First you need to explain what the two abbreviations for CPU (the processing unit) and the GPU (Graphics processing Unit) represent respectively. CPU is the central processing unit, the GPU is the graphics processor. Second, to explain the difference between the two, first understand the similarities: both have a bus and the outside world, have their own caching system, as well as digital and logical unit of operation. In a word, both are designed to accomplish computational tasks.
First visualize the schematic:
As we can see from the diagram, both the CPU and the GPU have their own storage (the orange part, the actual storage system is more complex than the diagram), the control logic (yellow part) and the Operation unit (green part), but the difference is that the CPU control logic is more complex, while the GPU's computing unit is small but numerous, The GPU can also provide more registers and programs for ape-controllable multilevel storage resources.
The difference between the two is the structure difference between the caching system and the digital logical unit of operation in the slice: Although the CPU has multi-core, but the total number is not more than two digits, each core has large enough cache and enough number and logical unit of operation, and auxiliary have a lot of acceleration branch to judge even more complex logic judgment hardware; The number of cores on the GPU is much more than the CPU, known as the Fermi (NVIDIA has 512 cores). Each kernel has a relatively small cache size and a small number of logical units of operation (the GPU was initially weaker than the CPU on floating-point computations). The result is that the CPU is adept at computing tasks with complex computational steps and complex data dependencies, such as distributed computing, data compression, artificial intelligence, physical simulations, and many other computational tasks.
GPU for historical reasons, is for video games generated (so far its main driving force or the growing video game market), in three-dimensional games often appear in a kind of operation is the same operation of massive data, such as: the same coordinate transformation for each vertex, Calculates the color value for each vertex according to the same illumination model. The GPU's core architecture is ideal for sending the same instruction stream to the core and executing it with different input data. In about 2003-2004 years, field experts outside of graphics began to notice the unique computing power of the GPU and began to try to use the GPU for general-purpose computing (ie, GPGPU).
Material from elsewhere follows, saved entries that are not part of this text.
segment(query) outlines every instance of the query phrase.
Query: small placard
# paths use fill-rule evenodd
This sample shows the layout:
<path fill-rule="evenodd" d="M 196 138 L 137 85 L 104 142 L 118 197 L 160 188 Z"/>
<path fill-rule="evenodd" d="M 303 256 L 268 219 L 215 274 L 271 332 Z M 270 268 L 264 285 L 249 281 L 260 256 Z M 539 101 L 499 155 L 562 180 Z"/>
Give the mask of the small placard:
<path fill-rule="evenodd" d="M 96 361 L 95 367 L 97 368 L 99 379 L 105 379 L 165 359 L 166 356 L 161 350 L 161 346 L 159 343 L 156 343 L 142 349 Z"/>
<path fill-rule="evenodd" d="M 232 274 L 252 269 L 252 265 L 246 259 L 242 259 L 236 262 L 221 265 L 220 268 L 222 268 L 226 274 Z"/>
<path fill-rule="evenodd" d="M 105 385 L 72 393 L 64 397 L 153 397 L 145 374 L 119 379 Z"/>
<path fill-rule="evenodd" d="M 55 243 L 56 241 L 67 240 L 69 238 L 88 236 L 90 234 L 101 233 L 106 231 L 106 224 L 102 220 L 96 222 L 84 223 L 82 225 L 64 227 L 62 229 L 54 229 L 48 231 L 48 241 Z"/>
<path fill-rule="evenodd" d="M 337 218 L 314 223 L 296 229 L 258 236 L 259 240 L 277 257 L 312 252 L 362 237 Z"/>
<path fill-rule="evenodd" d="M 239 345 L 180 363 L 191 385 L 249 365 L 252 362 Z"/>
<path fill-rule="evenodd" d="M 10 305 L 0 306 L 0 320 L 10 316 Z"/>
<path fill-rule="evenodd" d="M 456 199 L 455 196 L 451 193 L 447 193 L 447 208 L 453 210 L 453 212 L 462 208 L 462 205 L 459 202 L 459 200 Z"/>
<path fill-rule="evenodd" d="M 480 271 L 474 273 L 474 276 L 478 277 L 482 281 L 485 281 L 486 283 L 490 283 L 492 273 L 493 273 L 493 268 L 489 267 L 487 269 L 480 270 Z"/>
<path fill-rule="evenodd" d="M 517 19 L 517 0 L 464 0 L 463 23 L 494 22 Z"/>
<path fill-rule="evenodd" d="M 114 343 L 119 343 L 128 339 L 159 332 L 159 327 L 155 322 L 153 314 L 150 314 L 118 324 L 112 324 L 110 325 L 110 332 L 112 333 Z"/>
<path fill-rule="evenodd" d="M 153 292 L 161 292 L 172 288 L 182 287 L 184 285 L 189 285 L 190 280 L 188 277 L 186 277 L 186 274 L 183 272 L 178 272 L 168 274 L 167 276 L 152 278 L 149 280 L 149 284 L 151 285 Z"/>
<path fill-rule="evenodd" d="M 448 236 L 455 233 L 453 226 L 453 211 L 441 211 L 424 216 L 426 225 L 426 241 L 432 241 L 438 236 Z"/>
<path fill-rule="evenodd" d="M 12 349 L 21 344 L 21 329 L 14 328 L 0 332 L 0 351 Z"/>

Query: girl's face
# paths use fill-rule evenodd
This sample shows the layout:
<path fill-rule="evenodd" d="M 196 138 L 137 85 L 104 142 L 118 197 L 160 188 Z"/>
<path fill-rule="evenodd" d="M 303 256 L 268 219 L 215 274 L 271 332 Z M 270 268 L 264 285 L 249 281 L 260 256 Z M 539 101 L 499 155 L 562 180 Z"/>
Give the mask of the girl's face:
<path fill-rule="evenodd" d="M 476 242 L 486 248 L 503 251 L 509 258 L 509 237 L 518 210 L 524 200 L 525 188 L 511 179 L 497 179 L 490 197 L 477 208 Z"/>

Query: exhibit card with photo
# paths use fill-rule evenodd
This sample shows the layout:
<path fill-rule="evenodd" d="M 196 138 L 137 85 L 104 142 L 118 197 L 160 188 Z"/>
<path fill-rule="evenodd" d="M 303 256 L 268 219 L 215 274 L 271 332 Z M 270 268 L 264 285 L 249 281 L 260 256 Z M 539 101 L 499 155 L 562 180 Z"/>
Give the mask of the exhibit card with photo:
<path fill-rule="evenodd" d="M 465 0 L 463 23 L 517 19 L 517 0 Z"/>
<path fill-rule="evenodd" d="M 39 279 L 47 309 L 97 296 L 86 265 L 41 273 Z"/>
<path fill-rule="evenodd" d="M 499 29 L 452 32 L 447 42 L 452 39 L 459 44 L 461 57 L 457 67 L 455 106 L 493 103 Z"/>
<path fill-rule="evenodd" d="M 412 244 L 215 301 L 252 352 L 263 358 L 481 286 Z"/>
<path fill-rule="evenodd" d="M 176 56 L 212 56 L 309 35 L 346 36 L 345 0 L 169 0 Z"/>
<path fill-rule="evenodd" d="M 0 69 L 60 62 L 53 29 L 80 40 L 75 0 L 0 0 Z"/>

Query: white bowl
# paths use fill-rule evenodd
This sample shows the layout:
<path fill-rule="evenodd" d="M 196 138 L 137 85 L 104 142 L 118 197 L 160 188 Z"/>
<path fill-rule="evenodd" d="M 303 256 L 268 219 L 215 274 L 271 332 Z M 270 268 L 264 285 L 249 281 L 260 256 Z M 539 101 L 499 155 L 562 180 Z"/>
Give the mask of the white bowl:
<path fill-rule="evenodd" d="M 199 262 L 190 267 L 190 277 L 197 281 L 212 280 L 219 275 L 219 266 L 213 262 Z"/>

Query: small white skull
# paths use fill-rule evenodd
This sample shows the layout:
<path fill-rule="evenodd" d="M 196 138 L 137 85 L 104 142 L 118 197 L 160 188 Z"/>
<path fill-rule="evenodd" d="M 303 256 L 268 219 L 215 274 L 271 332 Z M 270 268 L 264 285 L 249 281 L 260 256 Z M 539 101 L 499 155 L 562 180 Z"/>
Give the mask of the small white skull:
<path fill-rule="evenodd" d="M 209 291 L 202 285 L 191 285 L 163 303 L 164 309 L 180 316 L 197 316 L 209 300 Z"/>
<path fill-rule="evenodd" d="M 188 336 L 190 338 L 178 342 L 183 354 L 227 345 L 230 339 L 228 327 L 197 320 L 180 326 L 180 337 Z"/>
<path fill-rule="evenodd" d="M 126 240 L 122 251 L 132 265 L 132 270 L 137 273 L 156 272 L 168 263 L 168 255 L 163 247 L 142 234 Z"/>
After Nvidia released CUDA,AMD and Apple and other companies also released the OPENCL,GPU began to be widely used in the field of general computing, including: Numerical analysis, mass data processing (sorting, map-reduce, etc.), financial analysis and so on.
In short, when programmers write programs for CPUs, they tend to use complex logical structural optimization algorithms to reduce the computational task's elapsed time, i.e. latency. When programmers write programs for the GPU, they use the advantage of processing massive data to cover up the lantency by increasing the total data throughput (throughput). At present, the difference between CPU and GPU is shrinking, because the GPU has made great strides in dealing with irregular tasks and communication between threads. In addition, the power problem for the GPU is more serious than the CPU.